Mondragon Componentes will be presenting its Kitchen-Eye at the Global Innovation Day 2021
Javier Aranceta, Innovation Manager at Mondragon Componentes and the Stirling Centre, will take part on November the 3rd in the Global Innovation Day 2021, an event promoted by Innobasque, the Basque Innovation Agency, which every year aims to highlight the innovative work carried out in the Basque Country.
The tenth edition of the Global Innovation Day 2021 will be streamed on November the 3rd, and can be followed on the web: https://www.innobasque.eus/microsite/global-innovation-day-2021/
According to the scheduled programme, the six most relevant cases among the more than one hundred will be presented live, being one of them be the project developed by Mondragon Componentes, to be presented by Javier Aranceta, Innovation Manager of the company.
Kitchen Eye
According to the World Health Organisation, almost 200 million people worldwide (around 30 million in Europe and more than 300,000 in Spain) live with a significant visual disability. The project developed by Mondragon Componentes aims to provide a response to this target group, and does so through innovation.
What was the challenge you faced?
Our challenge was to solve a critical issue for a not so small part of the society. We may not be aware of it, but one of the first things that happens to a visually disabled person is to no longer cook. Therefore, one of the most necessary and interesting activities that we humans do is removed from their lives. Cooking allows us to take care of our health and the health of our relatives, contributes to the development and sustainability of the environment by consuming local products and connects us with our best family memories.
However, for this relevant group of people such activity is very limited, and even more so with current household appliances, where designs of worktops, for instance, have evolved, giving priority to minimalist aesthetics and a functionality that is more oriented towards the ease of cleaning than to universal usability. And beware, because this poor functionality not only affects people with visual disabilities, but also collectives with fine motor skills, so the target audience of the project is multiplied.

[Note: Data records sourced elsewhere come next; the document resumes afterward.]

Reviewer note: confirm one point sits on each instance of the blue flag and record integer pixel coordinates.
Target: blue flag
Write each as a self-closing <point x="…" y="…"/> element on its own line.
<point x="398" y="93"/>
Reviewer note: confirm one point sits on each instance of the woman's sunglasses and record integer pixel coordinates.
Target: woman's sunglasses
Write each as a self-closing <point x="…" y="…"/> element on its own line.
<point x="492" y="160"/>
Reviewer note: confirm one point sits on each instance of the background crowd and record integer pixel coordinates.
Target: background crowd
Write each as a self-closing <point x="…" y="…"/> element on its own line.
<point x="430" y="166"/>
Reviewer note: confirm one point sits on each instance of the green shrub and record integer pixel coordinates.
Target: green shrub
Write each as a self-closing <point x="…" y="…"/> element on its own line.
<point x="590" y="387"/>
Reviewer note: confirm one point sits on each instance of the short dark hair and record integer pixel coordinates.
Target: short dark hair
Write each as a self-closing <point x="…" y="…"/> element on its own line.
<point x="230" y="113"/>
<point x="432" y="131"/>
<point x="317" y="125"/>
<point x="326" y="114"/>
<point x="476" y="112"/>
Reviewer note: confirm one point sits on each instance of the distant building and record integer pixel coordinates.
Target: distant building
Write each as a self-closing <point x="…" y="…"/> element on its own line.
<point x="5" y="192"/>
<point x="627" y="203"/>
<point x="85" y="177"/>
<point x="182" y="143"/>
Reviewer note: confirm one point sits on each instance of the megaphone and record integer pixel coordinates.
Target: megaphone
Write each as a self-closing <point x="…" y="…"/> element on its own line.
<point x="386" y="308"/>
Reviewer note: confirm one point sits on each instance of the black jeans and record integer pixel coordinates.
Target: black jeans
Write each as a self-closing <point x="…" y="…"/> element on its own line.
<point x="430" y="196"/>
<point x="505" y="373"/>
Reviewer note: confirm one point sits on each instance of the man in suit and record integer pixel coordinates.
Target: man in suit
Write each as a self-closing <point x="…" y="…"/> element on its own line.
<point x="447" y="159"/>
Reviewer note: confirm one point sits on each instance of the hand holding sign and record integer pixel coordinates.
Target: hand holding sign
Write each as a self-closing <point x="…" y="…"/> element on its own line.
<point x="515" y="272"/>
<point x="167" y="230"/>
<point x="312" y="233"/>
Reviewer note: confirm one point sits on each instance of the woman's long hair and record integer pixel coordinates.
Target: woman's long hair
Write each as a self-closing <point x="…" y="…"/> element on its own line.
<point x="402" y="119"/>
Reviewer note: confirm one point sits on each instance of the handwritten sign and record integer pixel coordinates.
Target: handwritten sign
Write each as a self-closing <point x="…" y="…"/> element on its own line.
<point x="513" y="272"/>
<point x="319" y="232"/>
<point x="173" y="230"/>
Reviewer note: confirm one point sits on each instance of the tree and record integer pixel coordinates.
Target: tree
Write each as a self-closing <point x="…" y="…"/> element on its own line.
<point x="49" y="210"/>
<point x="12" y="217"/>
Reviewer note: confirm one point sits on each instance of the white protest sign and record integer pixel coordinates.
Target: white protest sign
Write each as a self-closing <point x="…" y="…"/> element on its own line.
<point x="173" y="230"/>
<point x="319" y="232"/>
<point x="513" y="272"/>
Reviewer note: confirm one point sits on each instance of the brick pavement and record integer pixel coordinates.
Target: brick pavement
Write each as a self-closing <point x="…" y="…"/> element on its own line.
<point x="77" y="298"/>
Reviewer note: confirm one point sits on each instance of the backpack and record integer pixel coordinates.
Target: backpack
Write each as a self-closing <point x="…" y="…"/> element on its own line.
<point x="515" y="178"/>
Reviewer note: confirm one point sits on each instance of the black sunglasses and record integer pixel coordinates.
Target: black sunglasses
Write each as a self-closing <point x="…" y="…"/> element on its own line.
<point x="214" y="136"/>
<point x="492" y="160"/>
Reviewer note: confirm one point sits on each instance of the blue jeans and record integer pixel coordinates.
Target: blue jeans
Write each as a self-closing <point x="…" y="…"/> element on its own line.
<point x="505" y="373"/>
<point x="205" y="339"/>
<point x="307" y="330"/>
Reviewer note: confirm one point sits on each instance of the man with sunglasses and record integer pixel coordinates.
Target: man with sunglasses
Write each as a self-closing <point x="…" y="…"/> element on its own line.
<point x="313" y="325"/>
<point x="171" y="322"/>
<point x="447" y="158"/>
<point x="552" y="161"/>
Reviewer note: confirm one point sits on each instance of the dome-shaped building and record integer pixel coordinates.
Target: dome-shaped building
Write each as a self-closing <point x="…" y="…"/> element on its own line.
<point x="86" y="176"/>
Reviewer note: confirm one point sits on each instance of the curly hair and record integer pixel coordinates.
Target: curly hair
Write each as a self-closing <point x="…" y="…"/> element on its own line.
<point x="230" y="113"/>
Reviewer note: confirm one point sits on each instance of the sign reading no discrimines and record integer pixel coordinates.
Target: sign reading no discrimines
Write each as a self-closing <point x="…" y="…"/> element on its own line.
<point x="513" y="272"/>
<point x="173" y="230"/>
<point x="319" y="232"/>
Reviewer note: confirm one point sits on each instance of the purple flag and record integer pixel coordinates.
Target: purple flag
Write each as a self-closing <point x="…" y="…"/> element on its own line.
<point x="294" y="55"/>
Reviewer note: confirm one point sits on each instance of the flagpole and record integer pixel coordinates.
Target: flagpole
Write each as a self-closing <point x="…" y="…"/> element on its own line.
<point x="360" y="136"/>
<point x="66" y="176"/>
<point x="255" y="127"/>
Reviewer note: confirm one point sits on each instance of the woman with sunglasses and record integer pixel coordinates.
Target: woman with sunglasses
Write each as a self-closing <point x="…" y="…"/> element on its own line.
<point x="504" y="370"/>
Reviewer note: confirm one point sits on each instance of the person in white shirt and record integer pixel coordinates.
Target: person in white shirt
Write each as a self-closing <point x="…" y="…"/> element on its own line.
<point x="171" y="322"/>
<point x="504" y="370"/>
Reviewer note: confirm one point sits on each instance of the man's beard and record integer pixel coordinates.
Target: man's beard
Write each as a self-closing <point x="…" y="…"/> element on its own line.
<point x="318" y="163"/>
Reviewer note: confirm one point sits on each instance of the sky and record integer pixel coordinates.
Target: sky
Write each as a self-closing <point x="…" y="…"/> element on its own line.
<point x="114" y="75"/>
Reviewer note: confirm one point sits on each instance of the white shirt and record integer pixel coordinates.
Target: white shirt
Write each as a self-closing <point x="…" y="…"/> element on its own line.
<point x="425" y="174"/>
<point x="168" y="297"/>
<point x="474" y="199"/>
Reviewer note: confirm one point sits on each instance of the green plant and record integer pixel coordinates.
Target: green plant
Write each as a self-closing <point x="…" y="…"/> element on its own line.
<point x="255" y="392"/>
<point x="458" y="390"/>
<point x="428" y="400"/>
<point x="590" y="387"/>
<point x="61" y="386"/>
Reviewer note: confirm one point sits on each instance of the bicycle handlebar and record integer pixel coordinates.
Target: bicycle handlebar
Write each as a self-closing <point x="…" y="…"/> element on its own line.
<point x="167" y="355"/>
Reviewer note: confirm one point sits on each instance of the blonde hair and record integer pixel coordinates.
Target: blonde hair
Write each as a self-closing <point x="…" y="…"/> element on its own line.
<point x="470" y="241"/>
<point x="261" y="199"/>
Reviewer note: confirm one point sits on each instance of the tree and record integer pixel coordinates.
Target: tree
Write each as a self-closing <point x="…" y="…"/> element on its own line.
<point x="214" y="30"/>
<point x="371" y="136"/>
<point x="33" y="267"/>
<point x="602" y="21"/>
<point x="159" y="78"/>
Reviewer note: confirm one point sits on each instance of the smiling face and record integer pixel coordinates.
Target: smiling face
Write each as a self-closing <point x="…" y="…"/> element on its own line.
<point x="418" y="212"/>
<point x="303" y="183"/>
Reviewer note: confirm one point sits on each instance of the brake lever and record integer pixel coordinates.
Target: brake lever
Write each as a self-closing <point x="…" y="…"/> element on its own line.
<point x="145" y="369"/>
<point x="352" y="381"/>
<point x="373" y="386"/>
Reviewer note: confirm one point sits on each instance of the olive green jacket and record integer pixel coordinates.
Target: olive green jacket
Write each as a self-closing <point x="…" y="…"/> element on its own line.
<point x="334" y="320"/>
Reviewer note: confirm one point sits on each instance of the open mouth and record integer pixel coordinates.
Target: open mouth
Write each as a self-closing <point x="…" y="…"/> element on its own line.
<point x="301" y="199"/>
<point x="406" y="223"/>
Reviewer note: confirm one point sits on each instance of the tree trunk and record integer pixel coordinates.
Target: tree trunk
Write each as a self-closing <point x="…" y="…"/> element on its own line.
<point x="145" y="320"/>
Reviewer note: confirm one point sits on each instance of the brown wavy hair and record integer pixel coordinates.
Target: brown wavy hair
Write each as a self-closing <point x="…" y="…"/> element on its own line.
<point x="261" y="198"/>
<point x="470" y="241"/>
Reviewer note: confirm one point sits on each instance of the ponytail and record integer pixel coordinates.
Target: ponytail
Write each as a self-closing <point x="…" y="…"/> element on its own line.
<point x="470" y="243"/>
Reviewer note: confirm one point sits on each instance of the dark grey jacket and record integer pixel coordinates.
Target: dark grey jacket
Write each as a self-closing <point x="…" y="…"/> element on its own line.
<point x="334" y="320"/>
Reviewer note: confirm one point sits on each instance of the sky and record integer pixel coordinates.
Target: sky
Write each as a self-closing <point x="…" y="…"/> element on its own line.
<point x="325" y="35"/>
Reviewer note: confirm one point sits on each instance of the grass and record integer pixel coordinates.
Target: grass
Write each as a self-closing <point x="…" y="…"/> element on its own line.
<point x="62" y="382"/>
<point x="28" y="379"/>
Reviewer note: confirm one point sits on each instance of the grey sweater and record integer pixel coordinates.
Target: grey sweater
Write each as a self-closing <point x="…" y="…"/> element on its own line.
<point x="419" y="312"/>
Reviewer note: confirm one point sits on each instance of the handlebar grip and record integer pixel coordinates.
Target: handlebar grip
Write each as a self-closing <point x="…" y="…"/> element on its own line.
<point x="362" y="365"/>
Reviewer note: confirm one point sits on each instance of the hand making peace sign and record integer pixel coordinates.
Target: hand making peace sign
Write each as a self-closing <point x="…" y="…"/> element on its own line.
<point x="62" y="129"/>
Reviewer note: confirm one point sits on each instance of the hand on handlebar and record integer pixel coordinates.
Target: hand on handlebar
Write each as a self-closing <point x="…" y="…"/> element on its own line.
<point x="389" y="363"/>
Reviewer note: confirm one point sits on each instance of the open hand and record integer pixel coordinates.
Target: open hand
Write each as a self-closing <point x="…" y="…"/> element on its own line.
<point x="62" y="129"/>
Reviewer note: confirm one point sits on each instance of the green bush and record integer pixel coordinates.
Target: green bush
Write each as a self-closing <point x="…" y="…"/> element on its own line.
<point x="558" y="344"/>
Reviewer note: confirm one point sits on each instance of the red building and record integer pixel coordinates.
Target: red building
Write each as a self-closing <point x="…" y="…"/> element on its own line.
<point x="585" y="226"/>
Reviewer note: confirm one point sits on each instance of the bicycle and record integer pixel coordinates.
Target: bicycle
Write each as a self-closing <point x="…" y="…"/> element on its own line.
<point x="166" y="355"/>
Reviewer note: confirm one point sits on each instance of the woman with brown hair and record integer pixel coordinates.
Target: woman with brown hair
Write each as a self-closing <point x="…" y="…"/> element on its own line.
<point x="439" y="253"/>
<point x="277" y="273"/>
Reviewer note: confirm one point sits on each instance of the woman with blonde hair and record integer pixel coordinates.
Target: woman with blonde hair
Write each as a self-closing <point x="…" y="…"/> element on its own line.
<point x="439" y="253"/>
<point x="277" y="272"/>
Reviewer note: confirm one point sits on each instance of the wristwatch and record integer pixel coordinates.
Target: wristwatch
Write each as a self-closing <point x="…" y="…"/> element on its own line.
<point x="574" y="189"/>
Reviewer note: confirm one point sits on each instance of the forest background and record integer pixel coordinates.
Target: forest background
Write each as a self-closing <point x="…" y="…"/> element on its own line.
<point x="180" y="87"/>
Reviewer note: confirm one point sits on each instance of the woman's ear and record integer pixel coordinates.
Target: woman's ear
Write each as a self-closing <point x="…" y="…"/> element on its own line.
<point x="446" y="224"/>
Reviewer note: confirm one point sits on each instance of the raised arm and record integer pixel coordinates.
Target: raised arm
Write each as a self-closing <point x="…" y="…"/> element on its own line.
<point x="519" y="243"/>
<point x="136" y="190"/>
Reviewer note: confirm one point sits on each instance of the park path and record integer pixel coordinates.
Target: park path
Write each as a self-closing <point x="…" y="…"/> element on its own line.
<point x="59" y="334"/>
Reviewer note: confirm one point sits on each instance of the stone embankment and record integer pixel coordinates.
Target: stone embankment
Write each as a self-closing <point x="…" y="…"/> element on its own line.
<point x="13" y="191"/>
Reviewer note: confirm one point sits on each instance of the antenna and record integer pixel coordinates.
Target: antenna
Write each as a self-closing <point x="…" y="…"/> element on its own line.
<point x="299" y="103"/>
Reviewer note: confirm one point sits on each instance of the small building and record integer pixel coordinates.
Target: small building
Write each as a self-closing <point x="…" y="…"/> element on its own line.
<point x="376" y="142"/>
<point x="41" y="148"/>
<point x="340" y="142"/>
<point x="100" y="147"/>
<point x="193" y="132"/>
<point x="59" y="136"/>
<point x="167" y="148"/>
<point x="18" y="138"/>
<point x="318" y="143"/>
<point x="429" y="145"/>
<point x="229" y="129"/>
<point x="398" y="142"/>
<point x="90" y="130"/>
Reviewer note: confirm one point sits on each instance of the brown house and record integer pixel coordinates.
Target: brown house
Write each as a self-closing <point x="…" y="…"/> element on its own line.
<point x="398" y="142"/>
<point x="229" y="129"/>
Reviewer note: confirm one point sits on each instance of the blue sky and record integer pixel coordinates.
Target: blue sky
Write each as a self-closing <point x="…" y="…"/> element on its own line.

I also understand that you needed to develop a product that would meet the very particular needs of this group but that would not entail excessive cost overruns nor limit its use by non-affected groups living together in the same family unit. How have you been able to find a solution to such a complex issue?
The answer is directly by innovating. We basically realised that these groups had other means of communication that allowed them to carry out their lives, such as voice, gestures, or hearing. These were communication channels they could use, but which were not available for these groups. In general, the worktops or the electrical appliances were not prepared to interpret these communication channels. So the solution came by incorporating these interaction channels into our worktops.
We began intensively working with organisations that gave us visibility on various viewpoints, generating an innovative collaborative process. We have involved 3 types of entities in the process:
1.- Entities that could be called “social” such as ONCE, Begisare, Cocinar a Ciegas or, recently, GSR.
2.- Industrial entities that have provided us their knowledge and manufacturing capabilities, such as Eika, Copreci, Fagor Electrónica or Sareteknika.
3.- The invaluable support of ACEDE, the household cluster, acting as a greaser and facilitator of many tasks that are of a complex definition.
Summarising, the solution to the problem came from a collaborative innovative process.
What was the final product you developed?
The final result of the innovation is a worktop that incorporates the latest communication technologies, both gestural and voice, through a device we call Kitchen-Eye. It also includes a patented process that can replace the entire worktop control panel with a single element whose main function is to enable communication between the disabled person and the worktop, always in compliance with the strict regulations that apply to these devices.
And this is our solution, made possible thanks to the contribution of R&D entities, coordinated by our innovation unit at the Stirling Centre, and with the support of the University of Mondragón and the University of the Basque Country, which is already undertaking the first stages of putting our product on the market.